Sasa Braun has been for the past six years a criminal intelligence officer with Interpol's environmental security program.
"The brutality and profit margins in the area of environmental crime are almost unimaginable. Cartels have taken over entire sectors of illegal mining, the timber trade and waste disposal," he said. Braun listed examples of villages in Peru that had resisted deforestation efforts being razed to the ground by criminal gangs in retribution, while illegal fishing fleets had thrown crew overboard to avoid having to pay them.
According to the European Union Agency for Law Enforcement Cooperation (Europol), environmental crime — the third most lucrative area of crime worldwide after drug trafficking and counterfeit goods — generates profits of between $110 billion and $280 billion each year. It is difficult to be more precise because there is an extremely high number of unreported cases.
Environmental crime has many faces and includes the illegal wildlife trade, illegal logging, illegal waste disposal and the illegal discharge of pollutants into the atmosphere, water or soil. It is a lucrative business for transnational crime networks.
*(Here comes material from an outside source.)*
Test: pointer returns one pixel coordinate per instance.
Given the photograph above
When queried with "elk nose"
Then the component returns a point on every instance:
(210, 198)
Illegal waste trafficking, for example, accounts for $10 to 12 billion (€10.28 to 12.34 billion) annually, according to 2016 figures from the United Nations Environment Program. Criminal networks save on the costs of proper disposal and obtaining permits. For some crime networks, the profits from waste management are so huge that it has become more interesting than drug trafficking.
The profits from illegal logging have also grown. Well-seasoned tropical hardwood, which is used to build yachts for example, is increasingly rare and demand is high. According to a 2021 study by the German Association of Engineers (VDI), illegal logging accounts for 30% of activities in the global forestry sector. This figure can rise to almost 90% in countries that produce tropical timber.
"Too often in Europe, there is no real penalty for environmental crime. Lawbreakers can go unpunished and there are too few incentives to observe the law," explained European Environment Commissioner Virginijus Sinkevicius last year.